Auf dem Nachhauseweg ergriff Reinhedis die Hände ihrer Töchter und sang mit ihnen ein Kinderlied, was sie schon lange nicht mehr getan hatte. Die Mädchen hüpften neben ihrer Mutter her und alle drei wirkten in diesem Augenblick unbekümmert. In der Nähe des Leichhofs trafen sie jedoch auf Griseldis, die von der Rückseite der Burg zu kommen schien. Reinhedis‘ Antlitz verfinsterte sich, denn sie vermutete, dass ihre vermeintliche Kontrahendin von Gerhard kam. Sie ließ die Hände ihrer Töchter los, die sofort verstummten und ihre Mutter fragend anschauten. Der hasserfüllte Gesichtsausdruck entging auch nicht der Magd, die die Mädchen mit sich nahm, um in einiger Entfernung zu warten.
Als Griseldis die Burgherrin erblickte, kam sie arglos lächelnd auf sie zu und grüßte sie. „Wie schön, dass wir uns treffen. Dich lockt wohl auch das schöne Wetter ins Freie?“, meinte sie freundlich, ohne sich von Reinhedis‘ verkniffenen Miene beeindrucken zu lassen.
Die Freude war eindeutig einseitig und Reinhedis antwortete ihr mit einem knappen: „Ja.“
„Es scheint dir zu bekommen. Dein Gesicht hat eine viel gesündere Farbe! Wie geht es deinem Sohn? Gerhard ist ja sehr stolz auf euch beide“, plapperte Griseldis unbeirrt weiter.
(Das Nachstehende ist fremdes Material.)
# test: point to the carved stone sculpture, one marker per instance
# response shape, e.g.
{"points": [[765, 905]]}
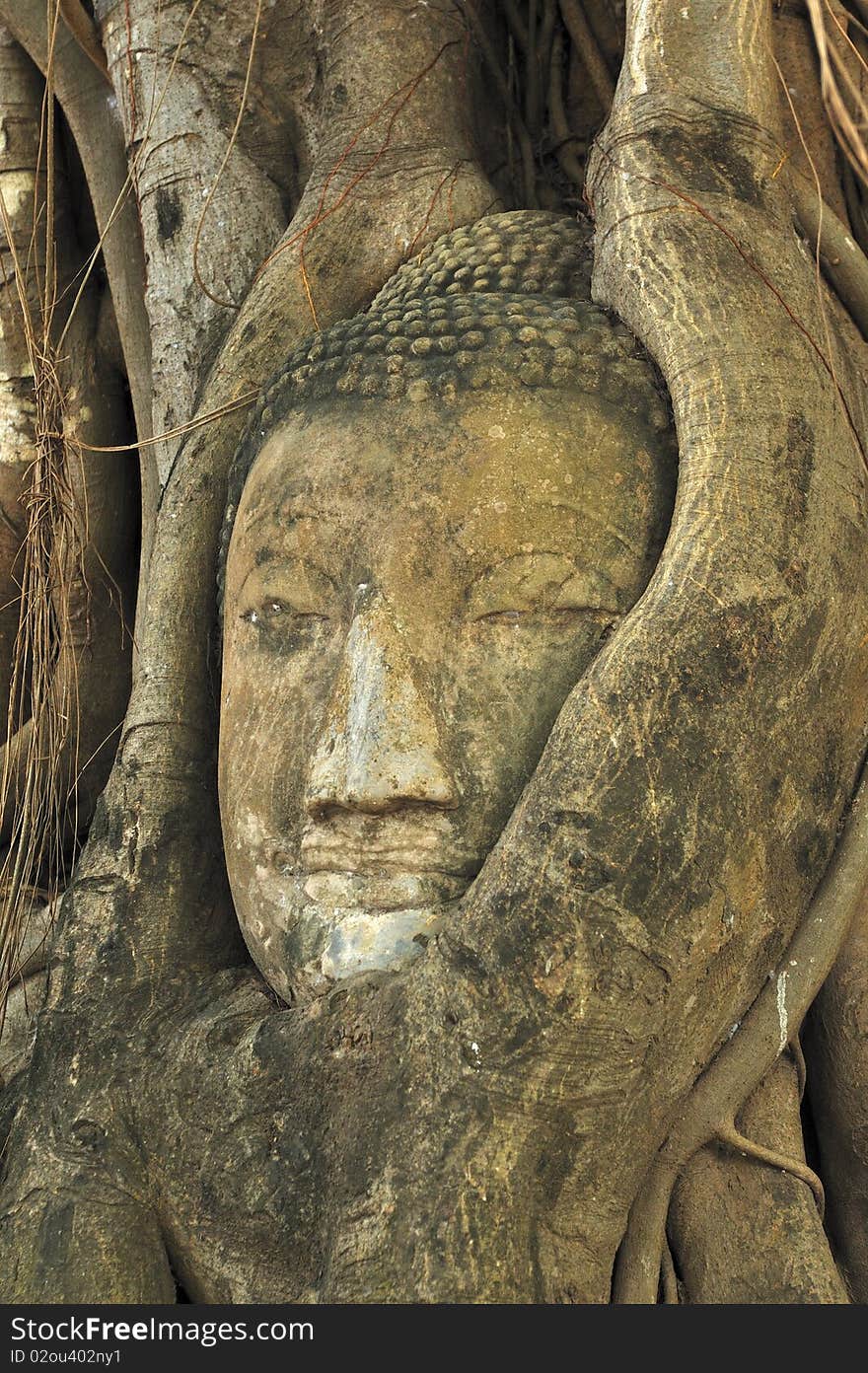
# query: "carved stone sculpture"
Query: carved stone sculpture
{"points": [[438, 514]]}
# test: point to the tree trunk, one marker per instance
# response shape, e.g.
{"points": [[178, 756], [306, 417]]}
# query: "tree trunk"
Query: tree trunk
{"points": [[490, 1121]]}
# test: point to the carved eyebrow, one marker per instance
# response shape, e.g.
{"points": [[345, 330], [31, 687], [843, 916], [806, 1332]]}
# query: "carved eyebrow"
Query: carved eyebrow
{"points": [[514, 571], [284, 562]]}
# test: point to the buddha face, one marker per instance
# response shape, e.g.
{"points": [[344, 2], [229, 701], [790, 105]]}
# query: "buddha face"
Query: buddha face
{"points": [[411, 594]]}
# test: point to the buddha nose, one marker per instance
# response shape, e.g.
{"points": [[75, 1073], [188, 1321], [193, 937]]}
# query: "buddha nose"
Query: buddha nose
{"points": [[380, 745]]}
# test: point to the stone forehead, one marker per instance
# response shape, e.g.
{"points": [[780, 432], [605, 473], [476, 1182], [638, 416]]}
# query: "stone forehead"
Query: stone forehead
{"points": [[497, 305], [503, 301]]}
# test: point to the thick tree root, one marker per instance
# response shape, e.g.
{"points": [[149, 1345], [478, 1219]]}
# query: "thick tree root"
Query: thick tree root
{"points": [[776, 1160], [735, 1072]]}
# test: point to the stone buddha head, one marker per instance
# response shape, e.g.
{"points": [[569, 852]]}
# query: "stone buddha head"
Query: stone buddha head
{"points": [[437, 515]]}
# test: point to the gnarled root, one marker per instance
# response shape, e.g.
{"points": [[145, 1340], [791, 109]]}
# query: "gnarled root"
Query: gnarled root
{"points": [[746, 1057]]}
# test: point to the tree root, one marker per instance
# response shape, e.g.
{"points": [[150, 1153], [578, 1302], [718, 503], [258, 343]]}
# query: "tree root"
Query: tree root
{"points": [[843, 262], [742, 1063], [795, 1167]]}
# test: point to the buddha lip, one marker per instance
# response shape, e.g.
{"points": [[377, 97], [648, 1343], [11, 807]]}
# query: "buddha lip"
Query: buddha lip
{"points": [[382, 862], [416, 854]]}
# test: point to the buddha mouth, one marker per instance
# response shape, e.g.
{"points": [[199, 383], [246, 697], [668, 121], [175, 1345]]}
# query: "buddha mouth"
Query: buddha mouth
{"points": [[384, 862], [385, 887]]}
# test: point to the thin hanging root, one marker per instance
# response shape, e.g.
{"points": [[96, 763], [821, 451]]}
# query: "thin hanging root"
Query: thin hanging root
{"points": [[529, 175], [564, 151], [843, 261], [801, 1067], [742, 1063], [668, 1277], [588, 51], [795, 1167]]}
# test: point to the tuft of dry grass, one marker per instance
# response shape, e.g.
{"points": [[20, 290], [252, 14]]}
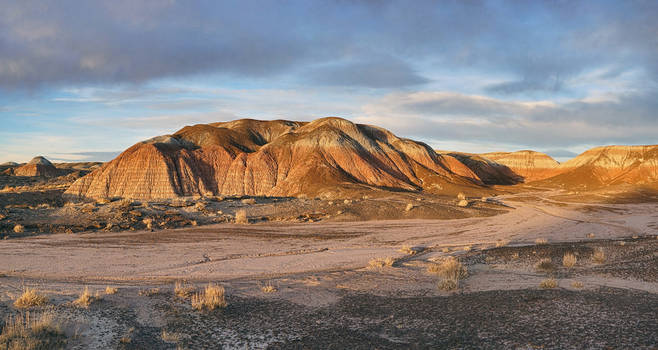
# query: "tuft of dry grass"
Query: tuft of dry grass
{"points": [[378, 263], [149, 292], [248, 201], [408, 250], [30, 298], [241, 217], [451, 270], [211, 298], [545, 264], [170, 337], [183, 290], [599, 256], [85, 299], [268, 288], [548, 283], [149, 223], [501, 243], [32, 332], [569, 260]]}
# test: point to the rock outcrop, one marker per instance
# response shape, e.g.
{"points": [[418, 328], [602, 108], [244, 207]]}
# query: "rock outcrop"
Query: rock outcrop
{"points": [[274, 158], [608, 166], [488, 171], [38, 166], [530, 165]]}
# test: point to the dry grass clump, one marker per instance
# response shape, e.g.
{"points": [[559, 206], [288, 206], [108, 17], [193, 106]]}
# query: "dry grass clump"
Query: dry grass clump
{"points": [[211, 298], [451, 270], [569, 260], [408, 250], [170, 337], [183, 290], [599, 256], [248, 201], [32, 332], [268, 288], [85, 299], [149, 223], [378, 263], [149, 292], [548, 283], [545, 264], [241, 217], [30, 298], [501, 243]]}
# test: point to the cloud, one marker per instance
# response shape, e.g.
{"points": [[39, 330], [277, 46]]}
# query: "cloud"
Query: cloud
{"points": [[378, 73], [540, 125]]}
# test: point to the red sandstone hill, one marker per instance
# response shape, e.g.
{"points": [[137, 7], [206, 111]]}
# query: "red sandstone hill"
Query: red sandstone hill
{"points": [[325, 157], [38, 166], [529, 165], [608, 166]]}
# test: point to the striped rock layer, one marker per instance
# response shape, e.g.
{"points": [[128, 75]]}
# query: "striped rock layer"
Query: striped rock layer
{"points": [[274, 158]]}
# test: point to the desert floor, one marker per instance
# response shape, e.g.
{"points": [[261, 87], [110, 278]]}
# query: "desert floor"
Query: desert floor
{"points": [[328, 296]]}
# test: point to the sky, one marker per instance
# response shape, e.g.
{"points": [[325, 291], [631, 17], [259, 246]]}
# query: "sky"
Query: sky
{"points": [[84, 80]]}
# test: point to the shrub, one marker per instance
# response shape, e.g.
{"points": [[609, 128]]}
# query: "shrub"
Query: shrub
{"points": [[501, 243], [599, 256], [548, 283], [569, 260], [85, 299], [32, 332], [449, 268], [248, 201], [241, 217], [545, 265], [30, 298], [211, 298], [408, 250], [381, 262], [268, 288], [183, 289]]}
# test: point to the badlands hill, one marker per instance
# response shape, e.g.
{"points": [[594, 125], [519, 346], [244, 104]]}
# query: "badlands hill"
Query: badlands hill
{"points": [[529, 165], [38, 166], [326, 157], [608, 166]]}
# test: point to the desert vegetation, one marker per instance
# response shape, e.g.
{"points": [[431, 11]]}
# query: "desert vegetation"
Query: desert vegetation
{"points": [[378, 263], [450, 270], [211, 298], [30, 298]]}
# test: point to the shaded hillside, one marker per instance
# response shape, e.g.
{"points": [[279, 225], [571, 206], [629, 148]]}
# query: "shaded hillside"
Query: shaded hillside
{"points": [[530, 165], [326, 157], [608, 166]]}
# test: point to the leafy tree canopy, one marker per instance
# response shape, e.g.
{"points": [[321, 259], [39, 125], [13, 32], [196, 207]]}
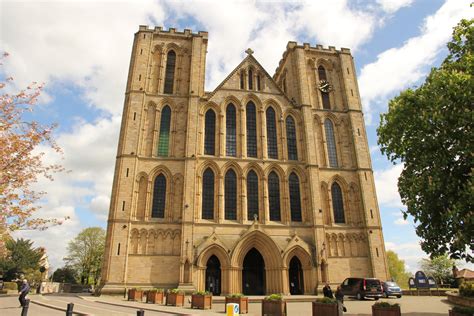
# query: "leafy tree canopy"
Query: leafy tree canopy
{"points": [[85, 254], [430, 131], [397, 270]]}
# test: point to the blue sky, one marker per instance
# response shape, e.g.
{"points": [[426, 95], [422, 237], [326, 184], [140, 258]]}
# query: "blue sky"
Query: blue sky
{"points": [[81, 50]]}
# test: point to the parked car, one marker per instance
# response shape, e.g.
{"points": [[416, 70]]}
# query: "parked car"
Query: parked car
{"points": [[362, 287], [391, 289]]}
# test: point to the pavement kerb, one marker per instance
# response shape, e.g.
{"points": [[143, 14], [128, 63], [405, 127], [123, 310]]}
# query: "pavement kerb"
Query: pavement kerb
{"points": [[76, 312]]}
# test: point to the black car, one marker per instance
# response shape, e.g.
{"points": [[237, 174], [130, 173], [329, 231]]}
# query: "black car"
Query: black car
{"points": [[391, 289], [362, 287]]}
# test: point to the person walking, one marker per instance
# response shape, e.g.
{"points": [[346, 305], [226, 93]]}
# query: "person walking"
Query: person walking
{"points": [[327, 292], [24, 289], [340, 300]]}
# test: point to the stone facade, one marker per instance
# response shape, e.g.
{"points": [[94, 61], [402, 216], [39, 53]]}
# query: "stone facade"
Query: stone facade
{"points": [[181, 213]]}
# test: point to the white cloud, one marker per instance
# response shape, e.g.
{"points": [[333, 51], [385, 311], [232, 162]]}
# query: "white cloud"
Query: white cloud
{"points": [[401, 67], [391, 6], [386, 184]]}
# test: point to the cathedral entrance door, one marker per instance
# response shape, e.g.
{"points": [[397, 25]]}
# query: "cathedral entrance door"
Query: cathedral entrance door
{"points": [[253, 273], [296, 277], [213, 276]]}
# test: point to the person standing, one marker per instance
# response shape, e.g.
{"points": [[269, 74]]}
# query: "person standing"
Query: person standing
{"points": [[327, 292], [24, 289]]}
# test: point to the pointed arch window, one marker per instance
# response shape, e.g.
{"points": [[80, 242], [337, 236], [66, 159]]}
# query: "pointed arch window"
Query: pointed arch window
{"points": [[252, 195], [324, 95], [164, 140], [251, 116], [291, 138], [295, 197], [250, 79], [169, 72], [272, 146], [274, 196], [330, 142], [337, 203], [231, 131], [210, 133], [208, 194], [230, 189], [159, 197]]}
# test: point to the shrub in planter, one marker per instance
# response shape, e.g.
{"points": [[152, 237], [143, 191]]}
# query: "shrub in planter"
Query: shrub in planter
{"points": [[466, 289], [325, 307], [201, 300], [240, 299], [175, 297], [386, 309], [274, 305], [135, 294], [461, 311], [155, 296]]}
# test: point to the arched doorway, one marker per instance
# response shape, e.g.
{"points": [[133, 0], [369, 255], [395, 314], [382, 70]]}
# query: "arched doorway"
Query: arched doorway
{"points": [[213, 275], [296, 277], [253, 273]]}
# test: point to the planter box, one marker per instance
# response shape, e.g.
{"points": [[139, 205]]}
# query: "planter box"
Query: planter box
{"points": [[201, 301], [321, 309], [135, 295], [175, 299], [273, 308], [154, 297], [242, 301], [386, 311]]}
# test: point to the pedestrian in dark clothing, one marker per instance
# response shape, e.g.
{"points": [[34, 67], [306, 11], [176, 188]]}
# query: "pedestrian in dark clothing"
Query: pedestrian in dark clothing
{"points": [[340, 300], [327, 292], [24, 289]]}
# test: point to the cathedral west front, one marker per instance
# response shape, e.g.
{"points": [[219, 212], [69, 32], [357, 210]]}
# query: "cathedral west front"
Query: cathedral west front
{"points": [[263, 185]]}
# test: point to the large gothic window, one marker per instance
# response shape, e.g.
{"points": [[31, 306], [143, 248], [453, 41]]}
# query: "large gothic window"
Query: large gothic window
{"points": [[169, 72], [252, 195], [208, 194], [324, 95], [274, 196], [231, 131], [272, 147], [331, 143], [337, 203], [295, 198], [291, 138], [230, 195], [251, 130], [164, 140], [210, 133], [159, 197]]}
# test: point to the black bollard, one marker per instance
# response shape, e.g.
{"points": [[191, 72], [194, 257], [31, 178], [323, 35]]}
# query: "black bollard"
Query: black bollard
{"points": [[69, 309], [24, 310]]}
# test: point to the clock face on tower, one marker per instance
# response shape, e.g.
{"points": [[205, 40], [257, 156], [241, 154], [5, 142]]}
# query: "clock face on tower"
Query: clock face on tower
{"points": [[324, 86]]}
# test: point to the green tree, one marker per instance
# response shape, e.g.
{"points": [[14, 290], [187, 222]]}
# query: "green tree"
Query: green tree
{"points": [[85, 254], [440, 268], [397, 270], [65, 275], [430, 131], [21, 258]]}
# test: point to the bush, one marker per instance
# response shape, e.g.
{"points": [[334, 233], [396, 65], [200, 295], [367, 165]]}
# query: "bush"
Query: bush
{"points": [[467, 289], [235, 295], [326, 300], [386, 304], [463, 310], [274, 297]]}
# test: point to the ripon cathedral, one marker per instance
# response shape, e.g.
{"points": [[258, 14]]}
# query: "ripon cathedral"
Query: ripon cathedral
{"points": [[263, 185]]}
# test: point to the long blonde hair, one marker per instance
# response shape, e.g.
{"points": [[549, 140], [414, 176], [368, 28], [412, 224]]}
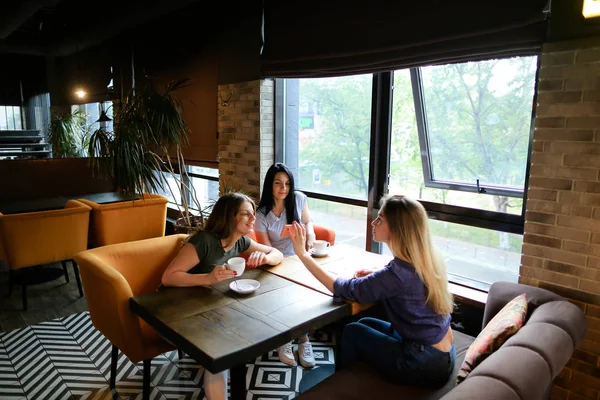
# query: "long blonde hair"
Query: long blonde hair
{"points": [[410, 241]]}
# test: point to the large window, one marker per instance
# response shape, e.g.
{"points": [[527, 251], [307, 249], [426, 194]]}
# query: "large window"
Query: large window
{"points": [[456, 137], [329, 144], [200, 188], [10, 118]]}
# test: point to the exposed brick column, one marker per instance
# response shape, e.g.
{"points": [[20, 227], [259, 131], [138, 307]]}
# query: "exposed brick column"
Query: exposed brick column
{"points": [[561, 245], [246, 134]]}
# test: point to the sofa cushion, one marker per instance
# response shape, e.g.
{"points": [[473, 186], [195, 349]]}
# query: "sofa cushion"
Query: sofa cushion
{"points": [[505, 324], [359, 379]]}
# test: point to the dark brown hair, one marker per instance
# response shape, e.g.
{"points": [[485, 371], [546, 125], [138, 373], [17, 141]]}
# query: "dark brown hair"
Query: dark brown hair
{"points": [[221, 221]]}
„Woher weißt du das?“, fragte Reinhedis scharf.
„Das ist doch kein Geheimnis, davon weiß die ganze Stadt. Sein größter Wunsch ist schließlich in Erfüllung gegangen und er macht keinen Hehl daraus“, erwiderte sie nun deutlich distanzierter.
Diese Antwort schien die Burgherrin etwas zu besänftigen. „Das ist wahr, es freut ihn wirklich. Wir haben uns lange nicht gesehen.